For starters, my publisher, who also happens to be Latino, absolutely loved it, along with everyone else I have sent copies of the book to. Ricky Martin called it “a literary triumph.” Antonio Banderas wrote, “Carlos writes about being white and middle-aged and a woman the way nobody else in America can.” And David Ortiz said, “This novel is so totally authentic. I simply loved it,” before adding it to his Big Papi’s Big Reads Book Club. I didn’t send copies of the book to any middle-aged white women because 1) I don’t know any, and 2) I figured that, if Latino men like it, then surely it will resonate with white middle-aged women as well. That seemed like a given.

Many critics are complaining that I am appropriating white woman culture with this novel. Look, am I a middle-aged white woman? No. But did I interview dozens of middle-aged white women to learn about their struggles and experiences? Also no. What I did do, though, was watch three episodes of Desperate Housewives and drink an entire glass of wine, which I think most people would agree is more than enough research.

As for the so-called “woeful inaccuracies” in my book, let me just quickly address the main ones:

-- Yes, I opened the novel with a quote by the author Ludmilla Petrushevskaya. And yes, I realize she’s Russian, not American, but I think most readers will agree that Russian and American cultures are similar enough that the quote is still appropriate.

-- Throughout the novel, I describe Pottery Barn as being a barn where they sell pottery, which apparently is not the case. I maintain that if they didn’t want people thinking that’s what their store was, then they shouldn’t have called it that.

-- The name Chab was not a typo. There are plenty of 8-year-old white American boys named Chab. I googled it.

-- Some critics have said that making almost every single main character a white middle-aged stay-at-home mom on the school PTA whose favorite TV show is reruns of Friday Night Lights is stereotypical. Well, stereotypes exist for a reason.

-- Regarding the line “Meradyth breathed in the fresh, Rocky Mountain Iowa air,” I simply got Iowa and Utah confused, because both states have four letters and a ton of white people. That mistake could have happened to anyone.

-- Lastly, I realize now that menopause is not, in fact, the time in an older woman’s life when she takes a short break from dating men. That one was on me.
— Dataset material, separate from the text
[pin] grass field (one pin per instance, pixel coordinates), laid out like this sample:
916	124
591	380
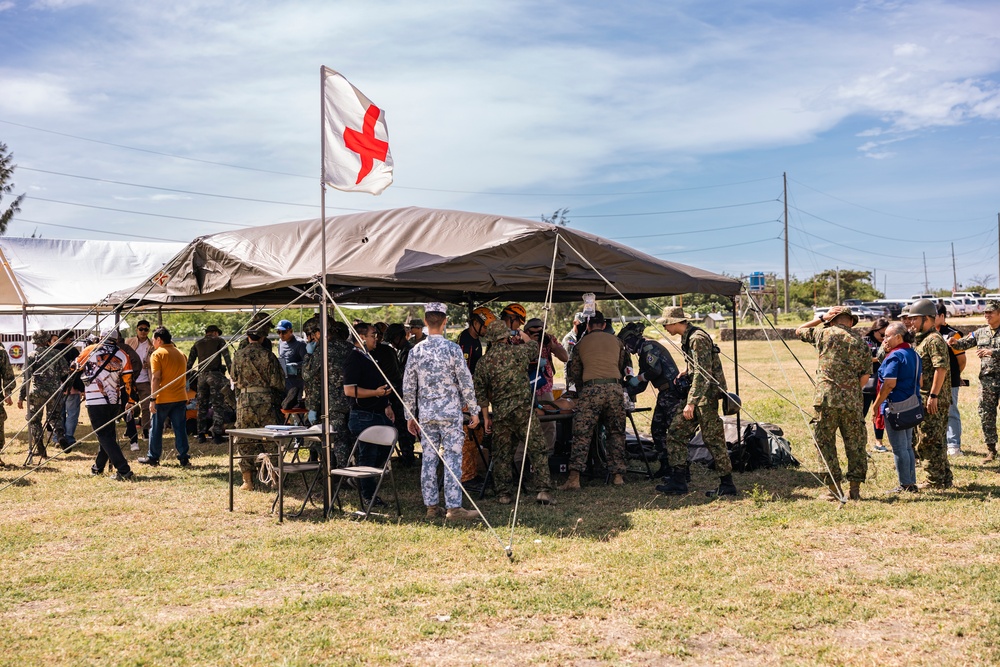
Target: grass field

Despite these minor cultural inaccuracies, I still think Memoirs of a Middle-Aged White Lady captures the essence of what it means to be a middle-aged white woman in America. I admit that, when the idea first came to me, I was worried that, as a non-woman, a non-white person, and a non-middle-aged person, I wouldn’t be able to do this story justice. But the question I kept asking myself was: if not me, then who? Who was going to write about the middle-aged white woman experience in this country? Middle-aged white women? Can middle-aged white women even type? I’m seriously asking this because, again, I didn’t actually talk to any when I was working on this novel, so I would genuinely like to know.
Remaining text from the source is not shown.